Engage state stakeholders (Owner). State reporting requirements vary, and some jurisdictions have rapid reporting timeframes (sometimes within 24 hours). Understanding how the updated SRE definitions interact with your state requirements is essential for maintaining compliance during the transition.

Plan staff education. Develop re-training programs using scenario-based education, for instance, clarifying whether an unrecognized clinical deterioration event in a home care setting now meets updated SRE reporting criteria under the expanded Care Provision category.

Complete during this phase: Finish policy and form mapping, finalize system requirements, align grievance categorization frameworks, and begin staff education.

Fourth Quarter 2026: Validation and Final Preparations

Validate before go-live (IT).
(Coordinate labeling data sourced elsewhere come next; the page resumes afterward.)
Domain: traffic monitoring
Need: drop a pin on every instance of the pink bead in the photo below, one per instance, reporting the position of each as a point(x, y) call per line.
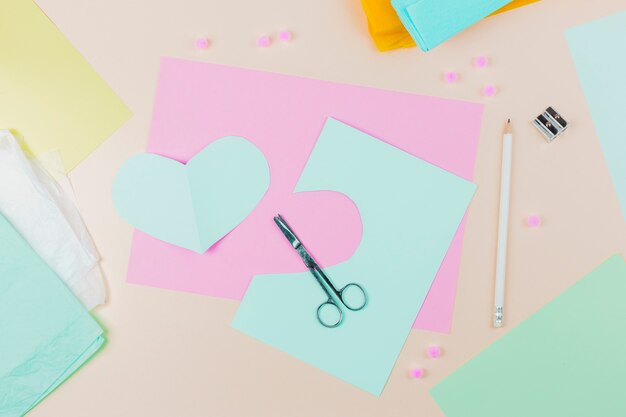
point(264, 41)
point(202, 43)
point(489, 90)
point(417, 373)
point(533, 221)
point(451, 77)
point(433, 351)
point(285, 35)
point(481, 61)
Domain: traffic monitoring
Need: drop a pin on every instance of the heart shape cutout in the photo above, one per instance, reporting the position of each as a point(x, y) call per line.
point(196, 204)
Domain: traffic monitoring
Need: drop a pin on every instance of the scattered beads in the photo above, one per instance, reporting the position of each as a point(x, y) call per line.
point(202, 43)
point(264, 41)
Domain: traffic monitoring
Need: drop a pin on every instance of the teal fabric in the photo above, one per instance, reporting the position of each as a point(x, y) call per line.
point(598, 52)
point(431, 22)
point(45, 332)
point(410, 211)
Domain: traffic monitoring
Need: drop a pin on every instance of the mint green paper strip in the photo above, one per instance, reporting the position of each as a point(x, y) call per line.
point(598, 52)
point(45, 333)
point(431, 22)
point(410, 211)
point(566, 360)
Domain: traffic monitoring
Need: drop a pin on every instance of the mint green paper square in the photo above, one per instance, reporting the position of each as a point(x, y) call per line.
point(566, 360)
point(600, 58)
point(410, 211)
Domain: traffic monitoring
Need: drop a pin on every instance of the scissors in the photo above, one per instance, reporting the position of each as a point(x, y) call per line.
point(335, 296)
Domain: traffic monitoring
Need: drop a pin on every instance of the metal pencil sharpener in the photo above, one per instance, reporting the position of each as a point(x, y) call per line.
point(550, 124)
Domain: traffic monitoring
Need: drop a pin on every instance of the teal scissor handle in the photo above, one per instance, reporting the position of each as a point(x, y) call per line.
point(347, 300)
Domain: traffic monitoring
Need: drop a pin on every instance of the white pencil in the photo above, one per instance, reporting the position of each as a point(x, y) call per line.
point(503, 225)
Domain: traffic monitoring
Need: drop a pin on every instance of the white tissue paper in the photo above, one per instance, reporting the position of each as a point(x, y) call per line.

Run parallel coding on 50 to 100 recent cases to check agreement between legacy and updated taxonomies across both safety event and grievance workflows.

Preserve your trend lines. Parallel coding is the critical step for data continuity. Organizations that skip it risk discovering categorization gaps after go-live, when correcting historical data becomes significantly more expensive and time-consuming. This is especially important for organizations reporting to CMS, state agencies, or Patient Safety Organizations, where consistent trend data directly supports quality improvement and regulatory compliance.

Complete during this phase: Validate data pipelines and dashboards, run parallel coding on representative event samples, and finalize staff communications.

January 1, 2027: Go-Live and Monitoring

Launch with an aligned taxonomy and monitor intake quality weekly for the first quarter to ensure a smooth transition. The Joint Commission will provide technical support to accredited organizations during the transition period. Leaders can review details in the joint report, Aligning Patient Safety Event Reporting, which includes application guidance and a crosswalk showing how SREs align to corresponding sentinel events.

What Should Quality Leaders Do Now?

The 2027 alignment represents more than a reporting consolidation. It is an opportunity to close a gap that has quietly undermined data quality and consumed analyst time for over a decade. Organizations that prepare methodically, starting with the crosswalk, mapping their current systems against the new taxonomy, and coordinating across quality, patient relations, and risk management, will enter 2027 with cleaner data, more efficient workflows, and stronger safety signal detection.

The preparation window is open. The organizations that use it well will not just meet the deadline; they will have a fundamentally stronger patient safety infrastructure on the other side.